Every item on TradeTidings follows the same transparent pipeline. We believe disclosure of method is part of being a trustworthy source on financial topics.

1. Sourcing

We ingest headlines from reputable Pakistani business-news outlets via their public feeds. We never scrape exchange market-data portals or reproduce source articles; we cite the originating outlet and link to it.

2. Original analysis

For each relevant item, our system writes an original analysis article. The prose is our own; the source is credited, never copied.

3. Stock impact mapping

We map each story to affected listed companies and classify, per company: a direction (positive / neutral / negative), an influence level (low / medium / high), a longevity (short / long term), and a channel: direct (the news names the company) or indirect (the company is affected through a driver such as a commodity price, the exchange rate, the policy rate, fuel costs, or regulation). Indirect links come from a curated, versioned relationship graph maintained per market — not invented case by case.

4. Confidence threshold

Each analysis carries a confidence score. Items below our threshold are skipped and never published — we would rather show nothing than add noise.

5. Aggregation

Per-item impacts roll up into an influence-weighted net sentiment for each stock and sector over the time range you choose (today through 30 days). This is a count-and-direction measure of news exposure — it is explicitly not a price chart or forecast.

Limitations

Automated analysis can misclassify or miss context. Sentiment is not advice and not a prediction. Always verify with primary sources and a licensed professional.

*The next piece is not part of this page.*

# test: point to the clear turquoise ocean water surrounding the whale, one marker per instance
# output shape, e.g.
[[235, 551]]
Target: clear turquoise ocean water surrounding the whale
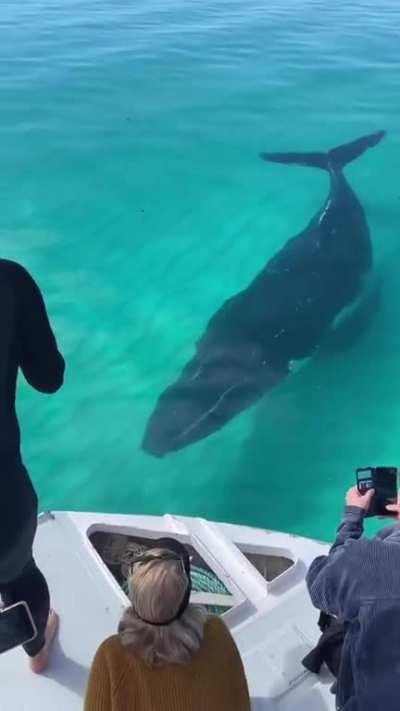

TradeTidings publishes original news-sentiment analysis for informational purposes only. Nothing here is investment, financial, legal, or tax advice, a recommendation, or an offer to buy or sell any security. Sentiment indicates how news may affect a company's exposure — it is not a price prediction. Markets are risky; do your own research and consult a licensed financial adviser. In Pakistan, investment advice is regulated by the SECP.